According to the Greater Chennai Corporation (GCC), the city boasts over 830 public parks scattered across various locations. These parks are envisioned as communal sanctuaries catering to everyone, including families, children, and the elderly. Despite this vision, these spaces frequently fall short of delivering a secure and inclusive environment for countless women and girls.

As an urban planner with a strong focus on gender-inclusive design, I recognise the importance of addressing issues related to safety and inclusiveness. It is crucial to transform these parks into genuinely open public places that meet the diverse needs of the community.

Safety concerns in the public parks of Chennai

park in kalakshetra colony
A park in Kalakshetra Colony, which has a few inclusive features. Pic: Saakshath Vijay

In their present form, public parks in the city primarily serve the needs of men, unintentionally fostering an environment that is not conducive to the inclusion and comfort of women. The resulting discrepancy is not solely indicative of prevailing societal beliefs but, is perpetuated by park designs that fail to address the requirements and security concerns of individuals of all genders.

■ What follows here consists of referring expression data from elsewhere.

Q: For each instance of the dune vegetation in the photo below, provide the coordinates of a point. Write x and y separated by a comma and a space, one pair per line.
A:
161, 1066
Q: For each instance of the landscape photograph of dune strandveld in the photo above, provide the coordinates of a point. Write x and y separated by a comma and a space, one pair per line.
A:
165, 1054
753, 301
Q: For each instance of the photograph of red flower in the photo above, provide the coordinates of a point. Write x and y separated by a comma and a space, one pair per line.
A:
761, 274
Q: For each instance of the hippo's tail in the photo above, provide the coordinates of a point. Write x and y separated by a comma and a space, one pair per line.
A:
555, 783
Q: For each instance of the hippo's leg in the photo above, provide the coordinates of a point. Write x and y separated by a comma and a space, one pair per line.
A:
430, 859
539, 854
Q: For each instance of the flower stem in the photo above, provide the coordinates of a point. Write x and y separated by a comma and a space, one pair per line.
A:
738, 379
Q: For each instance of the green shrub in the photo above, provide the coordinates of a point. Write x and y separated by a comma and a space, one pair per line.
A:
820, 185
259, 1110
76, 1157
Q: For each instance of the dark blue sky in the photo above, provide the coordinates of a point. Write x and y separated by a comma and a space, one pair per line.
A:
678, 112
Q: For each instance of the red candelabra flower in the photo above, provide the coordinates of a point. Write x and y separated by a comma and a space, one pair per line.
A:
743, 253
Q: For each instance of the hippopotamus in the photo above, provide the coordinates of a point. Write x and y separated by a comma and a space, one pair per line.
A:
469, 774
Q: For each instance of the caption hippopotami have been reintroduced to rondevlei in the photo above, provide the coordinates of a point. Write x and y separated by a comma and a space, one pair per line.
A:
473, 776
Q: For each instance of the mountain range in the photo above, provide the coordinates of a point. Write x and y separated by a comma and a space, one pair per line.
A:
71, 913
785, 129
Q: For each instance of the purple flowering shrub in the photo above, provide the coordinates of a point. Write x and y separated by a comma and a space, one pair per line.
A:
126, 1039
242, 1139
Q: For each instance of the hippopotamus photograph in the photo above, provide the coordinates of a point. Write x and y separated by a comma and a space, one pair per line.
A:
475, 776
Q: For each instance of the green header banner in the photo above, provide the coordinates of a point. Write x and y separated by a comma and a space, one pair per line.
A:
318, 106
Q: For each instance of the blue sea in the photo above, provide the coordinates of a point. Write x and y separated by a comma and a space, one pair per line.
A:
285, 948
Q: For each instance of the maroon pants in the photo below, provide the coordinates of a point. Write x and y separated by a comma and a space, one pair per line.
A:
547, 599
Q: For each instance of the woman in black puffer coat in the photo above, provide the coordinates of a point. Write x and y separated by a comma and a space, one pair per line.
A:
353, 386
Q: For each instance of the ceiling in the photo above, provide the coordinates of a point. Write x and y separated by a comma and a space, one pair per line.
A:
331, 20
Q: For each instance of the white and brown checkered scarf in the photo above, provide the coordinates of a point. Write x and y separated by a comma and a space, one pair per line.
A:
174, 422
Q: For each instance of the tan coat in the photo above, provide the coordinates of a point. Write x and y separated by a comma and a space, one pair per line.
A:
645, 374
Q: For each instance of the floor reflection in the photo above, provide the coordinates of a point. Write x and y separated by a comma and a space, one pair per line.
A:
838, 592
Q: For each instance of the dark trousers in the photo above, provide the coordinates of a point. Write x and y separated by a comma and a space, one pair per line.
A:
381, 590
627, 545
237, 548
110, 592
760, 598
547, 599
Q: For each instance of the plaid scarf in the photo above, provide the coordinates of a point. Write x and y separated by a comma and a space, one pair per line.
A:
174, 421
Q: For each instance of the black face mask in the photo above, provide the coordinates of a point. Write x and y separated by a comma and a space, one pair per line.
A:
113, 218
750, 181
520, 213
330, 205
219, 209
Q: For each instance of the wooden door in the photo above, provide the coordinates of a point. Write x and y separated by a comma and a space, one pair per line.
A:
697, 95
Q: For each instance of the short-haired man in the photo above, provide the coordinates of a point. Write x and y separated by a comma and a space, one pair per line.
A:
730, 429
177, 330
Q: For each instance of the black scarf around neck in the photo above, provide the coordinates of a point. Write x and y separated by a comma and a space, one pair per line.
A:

Read more: Can women reclaim our streets? Gender-inclusive and safe public spaces a dream in Chennai

The existence of poorly lit areas, secluded walkways, and insufficient amenities tailored to the specific needs of women are factors contributing to this imbalance. The absence of gender-sensitive facilities like clean toilets or security booths, and the likelihood of harassment serve as deterrents for women, impeding their ability to participate freely in recreational activities in public parks.

Growing up in Chennai, I often observed the significant disparities in gender representation. Most women of all ages want to enjoy the serenity of parks and open spaces; they want to uninhibitedly sit, walk or play in spaces that do not make them feel intimidated. But, the diminished presence of women in these areas, especially after dark, indicates their feelings of exclusion and apprehensions over safety. In my conversations with local women, they expressed a profound and inherent desire for environments that provide them with a sense of safety and recognition.

Through the lens of gender-neutral design

gangaistreet park
Wide, open pathways and good lighting are some of the features of gender-inclusive parks. Pic: Saakshath Vijay

The establishment of safer and gender-inclusive parks necessitates the adoption of a comprehensive approach to urban design and planning.

Here are some of the measures that can be incorporated in existing parks or while designing new public parks in future:

  • Installation of adequate lighting across the parks
  • Creation of open and visible spaces that deter possible perpetrators
  • Availability of game fields that are gender-neutral
  • Implementation of regular patrolling or community watch programmes
  • Emergency call boxes that are easily accessible
  • Well-maintained and secure toilet facilities.

Imagine a scenario in which most parks and open grounds in Chennai are adorned with luminous lighting, walkways are unobstructed and easily discernible, and women and girls are able to freely engage in various activities such as jumping, playing ball, running, lying down in the grass and other leisurely pursuits at any time of the day. Then, the parks will serve their true purpose not just as recreational areas, but also as representations of a city committed to the well-being of all its residents.

Read more: Only two play options for city kids: Unsafe parks or paid facilities

The significance of policy and community

Achieving this objective requires collaborative efforts from both the government and the community. Prioritising safe and inclusive spaces for people of all ages and genders should be at the core of urban planning initiatives. Active community engagement is crucial, as it enables meaningful participation of residents, especially women, in safety audits and the design process. Organising regular community events within these parks can foster the development of a shared sense of ownership and awareness among community members.

Promoting gender equality in urban life requires redefining public parks in Chennai as safe and inclusive spaces. As we strive for a more equitable urban future, creating public parks that foster an environment where women and girls can flourish without apprehension, is essential.